Each company designs and structures accounting segments and chart of accounts based on its requirements. The accounting segments can be used selectively in multiple combinations.

There are multiple levels and categorizations of records possible in ERP which can provide reports and segregation and aggregation at each level on company / division / sub-division / cost-centre / profit-centers / departments. This provides better visibility and control as well as automates most of the compliance and audit requirements.

ERPs also allow us to digitize processes in accounting. For example, 3-way checking before generating a payment proposal/ liability can be conducted electronically. Some companies also like to add on manual processes to improve internal controls and prevent frauds or reduce risks.
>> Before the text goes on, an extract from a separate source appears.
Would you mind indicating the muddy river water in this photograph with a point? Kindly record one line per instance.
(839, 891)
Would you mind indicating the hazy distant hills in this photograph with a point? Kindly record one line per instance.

For example, 3 way checking of invoices, material receipt notes and purchase order in the ERP can be complemented with hardcopies of the documents ( also referred to as 4 way checking) . ERPs also have utilities that automate some processes and generate transactions on their own. For example, apportionment of costs or recognizing foreign currency gains and losses can be automated and the system can generate transactions that can be reviewed and posted. Similarly cash book can be maintained within the system and the books of accounts can be soft closed (that is, books of accounts for prior periods are locked so that no fresh entries can be written).

The biggest advantage of ERPs are better controls and checks and balances. Roles and access rights can be defined to limit unauthorized transactions, ensure that all transactions are approved as per delegation of authority by building business rules and developing roles with defined access (read, edit/approve and view) rights.

Setting up of Finance & Accounts module requires understanding on functional level as well as ERP design. The configuration should be geared for future needs of the organization so as to ensure consistency of data or prevent need to regular redesign and reconciliations. An external agent may provide fresh eyes and can help company by sharing best practices from other companies and industries.